It’s all our favorite things! And it’s sort of appropriate for Halloween weekend? Because it’s about disguises and stuff.
Scarlett Pimpernel
It was first published in 1905, which means it’s available for free in electronic version and for very cheap in physical copies. Plus there are 118 years worth of used copies floating around.
It was written by Baroness Orczy, from an Astro-Hungarian family of impoverished noble people. She spent her childhood moving between European cities after they lost their estate, then landed in London where she went to art school and met and fell in love with a painter son of a clergyman. They were very happily married, he worked as an illustrator, she worked as a translator and occasional author, and then they hit it big with a play they wrote together “The Scarlett Pimpernel”, which Orczy then turned into this novel.

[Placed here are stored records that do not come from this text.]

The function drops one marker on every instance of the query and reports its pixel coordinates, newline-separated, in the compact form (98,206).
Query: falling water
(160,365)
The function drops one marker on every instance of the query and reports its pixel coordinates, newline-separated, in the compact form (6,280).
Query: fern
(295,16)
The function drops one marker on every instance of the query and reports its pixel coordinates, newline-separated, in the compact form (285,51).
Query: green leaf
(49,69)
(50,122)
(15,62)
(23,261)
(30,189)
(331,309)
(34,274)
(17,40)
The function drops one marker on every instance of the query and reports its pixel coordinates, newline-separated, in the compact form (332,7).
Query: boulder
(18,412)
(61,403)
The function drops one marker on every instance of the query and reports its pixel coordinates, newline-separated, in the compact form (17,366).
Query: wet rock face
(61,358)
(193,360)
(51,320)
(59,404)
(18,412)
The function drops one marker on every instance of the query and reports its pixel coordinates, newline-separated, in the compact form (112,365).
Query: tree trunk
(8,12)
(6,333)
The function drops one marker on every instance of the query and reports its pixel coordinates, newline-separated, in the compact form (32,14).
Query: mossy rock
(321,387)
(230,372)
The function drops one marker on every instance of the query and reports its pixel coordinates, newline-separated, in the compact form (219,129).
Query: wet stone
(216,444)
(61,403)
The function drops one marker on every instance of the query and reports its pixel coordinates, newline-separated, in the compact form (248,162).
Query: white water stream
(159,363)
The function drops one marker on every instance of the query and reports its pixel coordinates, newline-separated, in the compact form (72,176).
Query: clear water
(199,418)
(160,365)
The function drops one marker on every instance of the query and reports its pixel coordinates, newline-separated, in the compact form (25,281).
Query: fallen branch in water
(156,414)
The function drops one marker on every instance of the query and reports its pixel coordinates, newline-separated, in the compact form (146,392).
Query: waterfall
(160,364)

So her family was aristocratic, but her life was working hard and living sparingly (until middle-age when this book became a hit). It all leads to a very interesting take on the French Revolution. She is sympathetic to the aristocrats and their whole sensitivity naturally superior thing. But also understands what it means to work and struggle and feel like you aren’t getting anywhere.
From the romantic side, Orczy invented the whole “Secret Identity as a foppish dilettante” concept for a super hero. But she also managed to craft it so that we can believe her heroine TRULY fell in love with both the foppish version and the superhero, the relationship weaves in and out in a very believable way.
Oh, and the heroine is good too! She’s an actress who married rich, very beautiful and elegant and so on, but with a past of working for a living and succeeding on her wits.

The MOST important thing I want to discuss is the last few chapters when Orczy goes on and on and ON about our heroine’s feet in a way I always found odd, but maybe you will not? Maybe it’s just me?
Sunday October 28th, I will put up a post for us all to share opinions! Hopefully that gives y’all enough time to get a copy and read it.